Jurisdiction Issues Can Give Rise to Copyright Infringement Defenses

Lora Bentley

I've written about copyright infringement from the perspective of content owners who want to protect their rights, but what about individual bloggers and small businesses that want to avoid facing claims of copyright infringement from others? Last week I had the chance to speak with attorney David Kluft on that very issue, among others. An associate in Foley Hoag's Boston office, Kluft focuses on commercial litigation, as well as trademark and copyright issues.

 

He made clear that asking permission before using part of someone else's work is always the safest route for a blogger to take if he or she wants to avoid claims of copyright infringement. An alternative, however, would be to link directly to the original content on an authorized site. Though Kluft pointed out that linking and attribution - or crediting the author by name for the work that is quoted and linked - are not defenses to an infringement claim, but they may go a long way to making a case of fair use.

 

Fair use is one of the most widely used limitations on copyright. According to 17 U.S.C. 107, using copyrighted material "for purposes of criticism, comment, news reporting, teaching ... scholarship or research is not an infringement." Like almost everything else in copyright law, whether fair use applies depends on the particular circumstances of a given case.

 

Jurisdictional issues can also provide a defense of sorts in infringement cases - or in any lawsuit, especially where the Web is concerned. He used the example of a libel suit over an article published on the Web that brought his character into question - called him a murderer, perhaps. Kluft pointed out that he couldn't bring the suit in Illinois just because he liked the law in the state or he liked a particular judge there. Even if he read the article in Illinois, that wouldn't be enough.

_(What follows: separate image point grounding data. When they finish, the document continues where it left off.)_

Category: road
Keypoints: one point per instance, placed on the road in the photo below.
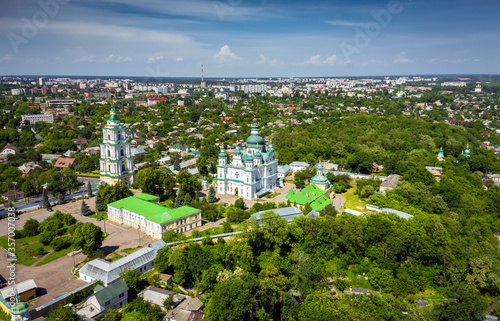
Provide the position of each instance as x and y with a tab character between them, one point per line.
36	202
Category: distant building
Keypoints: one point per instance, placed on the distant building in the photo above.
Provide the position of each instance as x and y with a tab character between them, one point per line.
252	173
154	219
389	183
116	162
113	296
64	162
298	166
9	149
48	118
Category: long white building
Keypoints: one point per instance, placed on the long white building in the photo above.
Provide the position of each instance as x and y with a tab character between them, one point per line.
252	173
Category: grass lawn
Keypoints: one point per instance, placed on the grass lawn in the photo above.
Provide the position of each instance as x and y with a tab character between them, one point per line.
29	239
54	256
113	257
22	256
352	200
99	215
131	250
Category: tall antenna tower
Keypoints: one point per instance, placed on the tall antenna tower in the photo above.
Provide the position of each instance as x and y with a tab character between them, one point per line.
203	84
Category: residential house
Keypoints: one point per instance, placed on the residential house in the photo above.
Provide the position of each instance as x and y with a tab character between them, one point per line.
113	296
178	148
64	162
298	166
12	195
9	149
25	289
283	171
389	183
108	272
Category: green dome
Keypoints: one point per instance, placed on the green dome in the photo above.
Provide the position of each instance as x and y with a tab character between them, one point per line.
112	117
255	139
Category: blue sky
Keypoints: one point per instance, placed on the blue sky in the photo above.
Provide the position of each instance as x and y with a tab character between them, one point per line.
243	38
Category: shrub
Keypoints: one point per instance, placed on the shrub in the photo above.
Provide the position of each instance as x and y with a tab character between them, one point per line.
60	243
47	236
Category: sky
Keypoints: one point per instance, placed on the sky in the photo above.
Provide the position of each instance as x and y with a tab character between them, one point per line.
244	38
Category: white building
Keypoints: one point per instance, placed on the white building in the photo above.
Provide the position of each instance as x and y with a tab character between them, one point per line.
116	162
48	118
252	173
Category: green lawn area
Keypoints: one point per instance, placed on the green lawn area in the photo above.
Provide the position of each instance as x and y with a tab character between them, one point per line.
22	256
115	256
131	250
352	200
54	256
99	215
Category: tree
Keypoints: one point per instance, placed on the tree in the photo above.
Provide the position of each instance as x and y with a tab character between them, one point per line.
45	200
89	189
177	165
113	193
167	303
60	198
88	237
133	279
179	201
85	209
63	313
31	227
307	208
240	203
211	194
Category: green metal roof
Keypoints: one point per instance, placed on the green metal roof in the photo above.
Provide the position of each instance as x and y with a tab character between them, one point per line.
113	290
307	195
146	196
153	212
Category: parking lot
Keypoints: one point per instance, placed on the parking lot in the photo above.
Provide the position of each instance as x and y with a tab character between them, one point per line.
55	277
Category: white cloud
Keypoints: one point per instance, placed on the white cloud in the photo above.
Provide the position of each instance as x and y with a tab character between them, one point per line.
225	55
5	58
154	59
401	58
345	23
89	59
313	60
331	60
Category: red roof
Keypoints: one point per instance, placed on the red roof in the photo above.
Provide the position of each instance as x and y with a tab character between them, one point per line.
10	147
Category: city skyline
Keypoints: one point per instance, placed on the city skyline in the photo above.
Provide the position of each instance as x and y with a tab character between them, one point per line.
238	38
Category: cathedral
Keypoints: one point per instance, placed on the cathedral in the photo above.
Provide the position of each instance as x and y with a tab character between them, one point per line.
251	173
116	162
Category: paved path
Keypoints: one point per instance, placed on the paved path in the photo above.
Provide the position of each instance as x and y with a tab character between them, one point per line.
55	277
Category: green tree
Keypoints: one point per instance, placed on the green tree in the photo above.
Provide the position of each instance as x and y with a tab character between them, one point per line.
179	201
85	209
63	313
133	279
307	208
88	237
31	227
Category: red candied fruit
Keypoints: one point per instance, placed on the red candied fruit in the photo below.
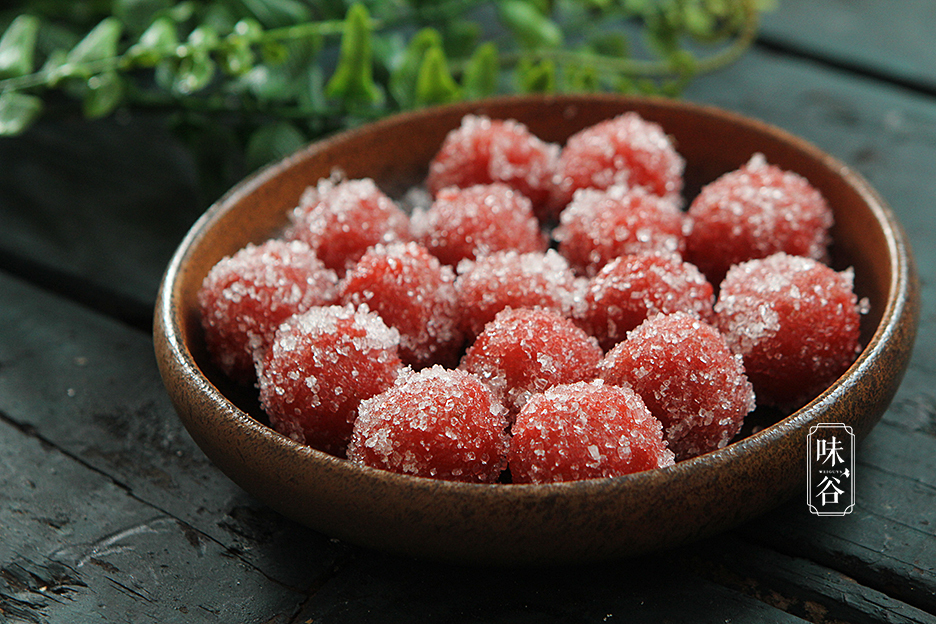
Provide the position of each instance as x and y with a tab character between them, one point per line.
412	291
245	297
525	351
484	150
507	279
585	430
689	379
436	423
626	150
794	320
753	212
600	225
321	365
341	220
478	220
631	288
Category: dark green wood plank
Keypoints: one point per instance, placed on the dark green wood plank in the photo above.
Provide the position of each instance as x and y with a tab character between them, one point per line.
77	547
889	135
800	586
885	38
89	386
95	209
888	542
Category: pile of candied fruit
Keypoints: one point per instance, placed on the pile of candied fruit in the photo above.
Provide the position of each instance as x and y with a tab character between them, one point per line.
539	312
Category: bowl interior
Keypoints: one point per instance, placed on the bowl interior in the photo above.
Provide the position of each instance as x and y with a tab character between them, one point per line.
560	522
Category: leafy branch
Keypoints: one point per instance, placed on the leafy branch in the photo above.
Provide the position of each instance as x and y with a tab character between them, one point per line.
282	72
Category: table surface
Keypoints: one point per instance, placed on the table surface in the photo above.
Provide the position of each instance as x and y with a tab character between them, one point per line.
110	513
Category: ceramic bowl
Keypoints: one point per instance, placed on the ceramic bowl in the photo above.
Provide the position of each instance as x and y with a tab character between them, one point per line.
555	523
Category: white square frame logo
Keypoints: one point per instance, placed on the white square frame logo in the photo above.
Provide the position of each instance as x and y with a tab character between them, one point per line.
831	469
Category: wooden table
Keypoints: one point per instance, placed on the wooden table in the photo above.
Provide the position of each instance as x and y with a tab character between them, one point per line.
110	513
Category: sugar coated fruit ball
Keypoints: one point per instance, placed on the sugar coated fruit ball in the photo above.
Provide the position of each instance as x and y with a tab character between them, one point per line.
794	320
413	292
478	220
321	365
484	150
689	379
524	351
600	225
626	150
753	212
437	423
631	288
246	296
341	219
510	279
585	430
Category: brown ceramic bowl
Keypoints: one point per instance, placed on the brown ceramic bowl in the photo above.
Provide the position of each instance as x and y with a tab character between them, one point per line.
567	522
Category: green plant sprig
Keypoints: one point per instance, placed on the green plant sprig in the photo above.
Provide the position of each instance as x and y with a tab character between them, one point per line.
281	72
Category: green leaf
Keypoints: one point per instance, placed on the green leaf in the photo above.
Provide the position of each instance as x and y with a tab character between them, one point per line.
18	111
18	46
203	39
482	72
278	13
610	43
537	78
273	141
57	68
460	37
137	15
531	27
402	81
99	44
236	59
353	80
581	78
105	93
194	73
434	84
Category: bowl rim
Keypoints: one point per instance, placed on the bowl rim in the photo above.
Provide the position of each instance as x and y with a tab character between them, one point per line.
902	303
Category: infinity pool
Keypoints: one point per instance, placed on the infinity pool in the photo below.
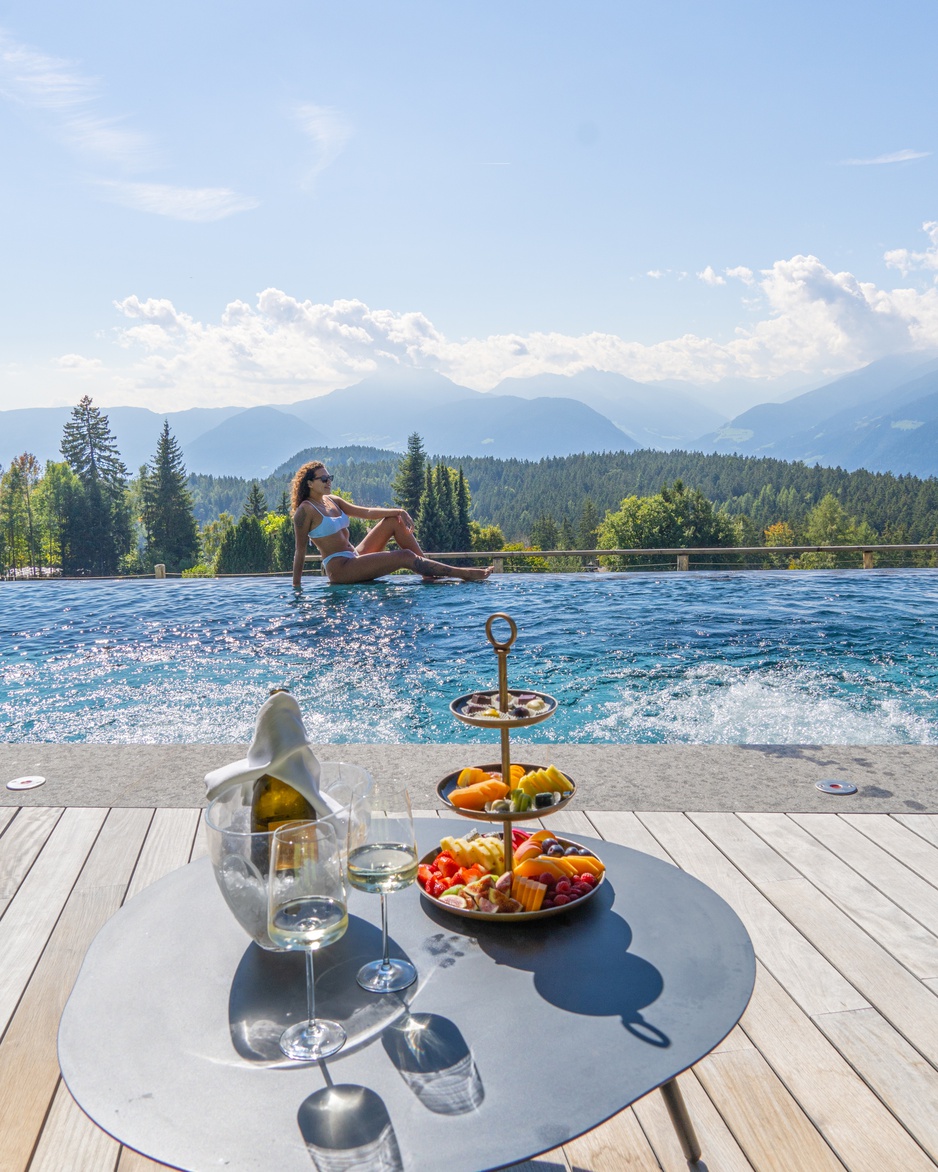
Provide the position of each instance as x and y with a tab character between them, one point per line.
824	656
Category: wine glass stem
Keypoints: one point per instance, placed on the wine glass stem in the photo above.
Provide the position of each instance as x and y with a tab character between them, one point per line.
310	987
385	953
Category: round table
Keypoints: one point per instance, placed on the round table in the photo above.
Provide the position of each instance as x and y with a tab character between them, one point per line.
517	1037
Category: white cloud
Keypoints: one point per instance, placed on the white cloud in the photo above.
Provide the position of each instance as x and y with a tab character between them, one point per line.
741	273
328	130
197	204
905	260
70	102
711	278
896	156
814	322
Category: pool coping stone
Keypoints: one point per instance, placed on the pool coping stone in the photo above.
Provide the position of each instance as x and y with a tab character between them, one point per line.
695	777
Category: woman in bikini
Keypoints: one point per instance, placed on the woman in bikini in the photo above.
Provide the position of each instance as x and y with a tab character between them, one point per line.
323	519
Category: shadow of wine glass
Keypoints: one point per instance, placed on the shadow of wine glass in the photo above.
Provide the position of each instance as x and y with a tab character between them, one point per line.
435	1061
347	1129
269	993
580	961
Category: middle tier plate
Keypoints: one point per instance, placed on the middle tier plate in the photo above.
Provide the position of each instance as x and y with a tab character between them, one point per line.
446	786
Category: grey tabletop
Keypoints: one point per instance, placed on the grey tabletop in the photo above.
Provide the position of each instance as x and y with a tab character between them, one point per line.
516	1037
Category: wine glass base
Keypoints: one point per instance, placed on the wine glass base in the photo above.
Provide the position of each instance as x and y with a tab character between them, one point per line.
391	978
311	1041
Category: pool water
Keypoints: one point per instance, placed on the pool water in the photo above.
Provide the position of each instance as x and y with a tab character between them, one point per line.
787	658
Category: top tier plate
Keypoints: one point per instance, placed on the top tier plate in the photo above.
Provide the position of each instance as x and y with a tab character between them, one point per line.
509	722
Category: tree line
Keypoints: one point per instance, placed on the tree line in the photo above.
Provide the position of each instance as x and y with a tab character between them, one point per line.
86	515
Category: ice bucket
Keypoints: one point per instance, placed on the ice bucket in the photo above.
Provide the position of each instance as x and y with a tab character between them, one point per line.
240	858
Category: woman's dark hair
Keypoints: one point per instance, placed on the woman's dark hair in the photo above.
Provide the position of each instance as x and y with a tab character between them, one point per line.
300	488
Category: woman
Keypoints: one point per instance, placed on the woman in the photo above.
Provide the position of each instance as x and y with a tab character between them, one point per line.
323	519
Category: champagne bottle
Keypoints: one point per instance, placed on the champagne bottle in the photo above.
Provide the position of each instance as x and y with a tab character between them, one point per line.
274	802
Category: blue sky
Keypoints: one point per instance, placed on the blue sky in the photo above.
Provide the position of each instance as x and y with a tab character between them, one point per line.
225	202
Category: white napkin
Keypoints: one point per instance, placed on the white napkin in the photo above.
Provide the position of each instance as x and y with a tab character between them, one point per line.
280	748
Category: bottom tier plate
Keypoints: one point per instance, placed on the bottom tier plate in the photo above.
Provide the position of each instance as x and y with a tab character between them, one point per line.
509	917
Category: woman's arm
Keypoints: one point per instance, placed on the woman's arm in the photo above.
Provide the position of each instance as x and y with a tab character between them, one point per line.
301	525
373	513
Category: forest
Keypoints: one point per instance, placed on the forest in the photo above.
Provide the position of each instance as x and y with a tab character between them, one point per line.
87	515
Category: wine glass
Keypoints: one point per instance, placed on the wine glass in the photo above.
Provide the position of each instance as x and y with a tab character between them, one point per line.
307	908
387	860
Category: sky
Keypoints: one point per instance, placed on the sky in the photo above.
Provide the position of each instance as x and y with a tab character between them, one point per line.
232	203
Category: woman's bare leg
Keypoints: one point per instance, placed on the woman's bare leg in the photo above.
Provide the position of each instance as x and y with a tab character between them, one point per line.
368	566
378	537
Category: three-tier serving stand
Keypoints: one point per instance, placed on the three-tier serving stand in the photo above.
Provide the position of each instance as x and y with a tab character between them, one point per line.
504	724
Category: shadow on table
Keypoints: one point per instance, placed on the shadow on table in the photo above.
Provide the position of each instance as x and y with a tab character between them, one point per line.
580	961
434	1060
269	993
348	1128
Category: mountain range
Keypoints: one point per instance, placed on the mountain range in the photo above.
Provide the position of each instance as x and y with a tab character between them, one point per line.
883	417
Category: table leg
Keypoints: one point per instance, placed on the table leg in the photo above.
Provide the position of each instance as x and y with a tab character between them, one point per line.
681	1121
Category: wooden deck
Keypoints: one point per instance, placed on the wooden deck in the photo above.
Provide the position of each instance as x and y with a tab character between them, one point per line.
833	1065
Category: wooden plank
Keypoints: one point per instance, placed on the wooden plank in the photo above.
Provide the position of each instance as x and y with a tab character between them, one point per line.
904	887
20	846
867	905
910	849
889	986
70	1140
35	907
626	830
133	1162
923	824
858	1128
168	846
719	1149
618	1145
899	1076
199	843
814	982
767	1123
28	1060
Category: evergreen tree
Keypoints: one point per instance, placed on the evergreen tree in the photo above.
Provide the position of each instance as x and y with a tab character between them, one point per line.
588	525
432	526
256	505
410	479
544	535
463	536
169	520
102	516
244	549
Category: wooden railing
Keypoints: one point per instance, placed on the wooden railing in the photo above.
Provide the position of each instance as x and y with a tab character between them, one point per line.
682	556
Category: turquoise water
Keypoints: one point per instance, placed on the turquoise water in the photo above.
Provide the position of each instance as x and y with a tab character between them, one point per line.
831	658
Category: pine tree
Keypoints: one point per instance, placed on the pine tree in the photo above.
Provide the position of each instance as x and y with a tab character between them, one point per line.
244	549
102	530
463	536
432	525
256	505
168	517
588	525
409	482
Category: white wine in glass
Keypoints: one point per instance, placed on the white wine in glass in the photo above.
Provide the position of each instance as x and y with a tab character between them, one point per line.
307	911
386	862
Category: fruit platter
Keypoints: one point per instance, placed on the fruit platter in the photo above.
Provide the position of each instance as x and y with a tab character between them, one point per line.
549	876
515	709
482	792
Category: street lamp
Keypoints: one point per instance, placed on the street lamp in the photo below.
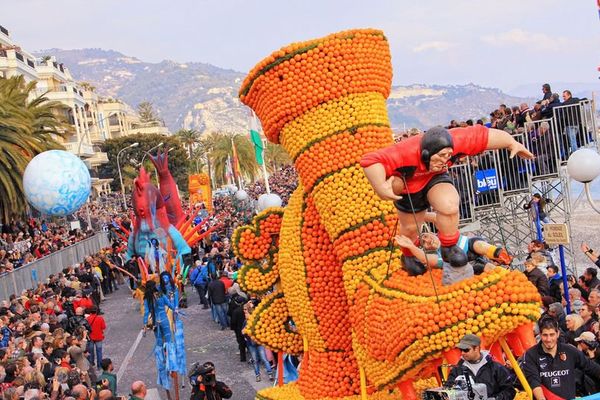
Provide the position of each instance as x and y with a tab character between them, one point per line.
121	175
148	152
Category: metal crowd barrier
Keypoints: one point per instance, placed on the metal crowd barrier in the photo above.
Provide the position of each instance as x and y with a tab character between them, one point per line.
513	174
28	276
574	126
463	181
485	180
486	188
543	139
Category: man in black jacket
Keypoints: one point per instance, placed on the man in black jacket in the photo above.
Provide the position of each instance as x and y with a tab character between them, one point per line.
481	368
553	368
205	385
537	277
218	301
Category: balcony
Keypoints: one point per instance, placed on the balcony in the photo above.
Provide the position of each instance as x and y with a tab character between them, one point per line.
67	95
87	150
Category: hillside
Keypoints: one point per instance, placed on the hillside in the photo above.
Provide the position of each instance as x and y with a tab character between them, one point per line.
204	97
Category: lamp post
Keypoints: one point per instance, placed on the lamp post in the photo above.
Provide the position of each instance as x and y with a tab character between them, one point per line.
148	152
121	175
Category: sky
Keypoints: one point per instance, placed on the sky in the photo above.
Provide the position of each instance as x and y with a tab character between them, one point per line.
501	44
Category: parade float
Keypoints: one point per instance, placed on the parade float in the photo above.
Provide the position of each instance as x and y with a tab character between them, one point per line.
333	286
160	241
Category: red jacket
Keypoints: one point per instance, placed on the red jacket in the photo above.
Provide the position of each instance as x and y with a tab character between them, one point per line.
407	153
98	326
84	302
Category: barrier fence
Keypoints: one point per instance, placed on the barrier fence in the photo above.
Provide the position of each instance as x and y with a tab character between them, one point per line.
30	275
485	180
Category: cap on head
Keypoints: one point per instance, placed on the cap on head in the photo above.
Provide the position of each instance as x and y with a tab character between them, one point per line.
433	141
586	337
469	341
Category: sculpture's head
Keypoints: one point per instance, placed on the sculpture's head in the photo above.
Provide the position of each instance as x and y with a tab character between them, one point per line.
147	201
437	149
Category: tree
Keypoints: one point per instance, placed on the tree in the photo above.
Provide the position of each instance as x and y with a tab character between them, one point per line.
146	112
189	138
27	128
221	148
88	87
130	159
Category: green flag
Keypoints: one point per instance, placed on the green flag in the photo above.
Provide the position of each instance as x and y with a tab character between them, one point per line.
259	147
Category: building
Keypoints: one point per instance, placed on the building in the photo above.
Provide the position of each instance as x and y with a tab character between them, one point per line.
77	105
14	61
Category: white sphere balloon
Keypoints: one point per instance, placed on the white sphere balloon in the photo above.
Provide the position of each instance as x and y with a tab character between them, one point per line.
584	165
241	195
56	183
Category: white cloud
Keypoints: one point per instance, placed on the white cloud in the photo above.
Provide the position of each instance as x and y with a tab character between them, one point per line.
519	37
436	45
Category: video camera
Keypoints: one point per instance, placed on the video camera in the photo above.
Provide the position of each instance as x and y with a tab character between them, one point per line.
206	371
463	389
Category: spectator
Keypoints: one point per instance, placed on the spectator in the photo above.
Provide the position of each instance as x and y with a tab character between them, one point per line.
575	327
96	336
256	350
549	104
594	298
218	299
238	322
205	385
481	368
547	91
588	344
554	282
138	391
107	378
535	274
591	255
199	279
590	319
557	312
539	246
550	366
569	124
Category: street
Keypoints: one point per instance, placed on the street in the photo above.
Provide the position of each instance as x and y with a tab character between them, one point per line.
203	338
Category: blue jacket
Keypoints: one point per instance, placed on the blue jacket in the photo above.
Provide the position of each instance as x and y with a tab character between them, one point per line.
199	276
5	333
160	303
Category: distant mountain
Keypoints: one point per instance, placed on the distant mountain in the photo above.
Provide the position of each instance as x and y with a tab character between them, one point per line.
204	97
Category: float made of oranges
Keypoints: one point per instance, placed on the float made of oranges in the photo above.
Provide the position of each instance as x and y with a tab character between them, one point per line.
340	274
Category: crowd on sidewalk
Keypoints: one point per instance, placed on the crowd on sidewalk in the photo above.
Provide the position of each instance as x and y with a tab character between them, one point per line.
51	336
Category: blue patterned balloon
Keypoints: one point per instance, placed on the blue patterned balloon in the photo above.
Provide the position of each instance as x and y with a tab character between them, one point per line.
56	183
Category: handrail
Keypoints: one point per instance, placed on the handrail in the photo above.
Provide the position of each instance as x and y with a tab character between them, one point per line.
27	276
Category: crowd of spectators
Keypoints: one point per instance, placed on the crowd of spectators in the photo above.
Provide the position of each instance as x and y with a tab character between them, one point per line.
537	122
282	182
22	242
51	336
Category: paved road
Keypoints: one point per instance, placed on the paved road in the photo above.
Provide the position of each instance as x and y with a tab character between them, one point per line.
203	338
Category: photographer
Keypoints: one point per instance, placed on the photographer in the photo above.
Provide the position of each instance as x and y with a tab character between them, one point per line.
203	380
481	368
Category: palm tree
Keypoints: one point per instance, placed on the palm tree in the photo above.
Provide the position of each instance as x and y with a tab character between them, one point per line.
27	128
189	138
221	148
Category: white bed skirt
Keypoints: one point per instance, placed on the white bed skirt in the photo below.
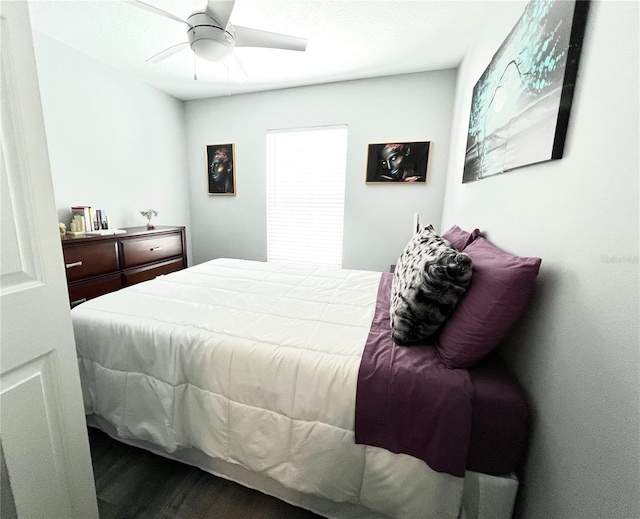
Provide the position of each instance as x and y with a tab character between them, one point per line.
484	496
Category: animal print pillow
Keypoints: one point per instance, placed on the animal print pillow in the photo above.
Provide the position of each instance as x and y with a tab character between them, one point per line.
430	278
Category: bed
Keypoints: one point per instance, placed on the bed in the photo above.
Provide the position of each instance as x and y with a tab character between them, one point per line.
255	372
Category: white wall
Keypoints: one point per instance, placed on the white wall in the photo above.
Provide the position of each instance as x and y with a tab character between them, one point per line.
377	217
577	350
114	143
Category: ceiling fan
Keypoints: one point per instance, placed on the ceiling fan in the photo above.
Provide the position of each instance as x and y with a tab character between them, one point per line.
213	37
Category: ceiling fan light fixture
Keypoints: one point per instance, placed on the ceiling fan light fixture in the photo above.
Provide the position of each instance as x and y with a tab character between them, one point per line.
208	41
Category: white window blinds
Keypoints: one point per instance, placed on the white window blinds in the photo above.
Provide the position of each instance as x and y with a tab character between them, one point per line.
306	170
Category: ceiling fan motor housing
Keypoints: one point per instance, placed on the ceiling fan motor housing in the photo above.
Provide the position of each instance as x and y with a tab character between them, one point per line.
208	40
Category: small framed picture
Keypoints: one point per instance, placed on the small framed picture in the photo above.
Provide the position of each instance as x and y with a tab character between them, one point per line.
398	162
221	172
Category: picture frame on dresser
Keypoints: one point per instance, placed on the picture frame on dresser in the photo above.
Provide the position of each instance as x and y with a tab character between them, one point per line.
97	265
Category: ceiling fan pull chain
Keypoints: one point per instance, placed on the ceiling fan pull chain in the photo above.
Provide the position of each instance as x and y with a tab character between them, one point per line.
195	70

He explained:

I have to show that you either have a general presence in Illinois, like you own a house, a business or land there, or that something about this particular transaction gives Illinois reason to hear the case. ... Maybe if you targeted the article to readers in Illinois, or if you knew in advance that most of your subscribers are in Illinois, maybe in some cases, that might be enough.

But again, it all depends on the circumstances of the case.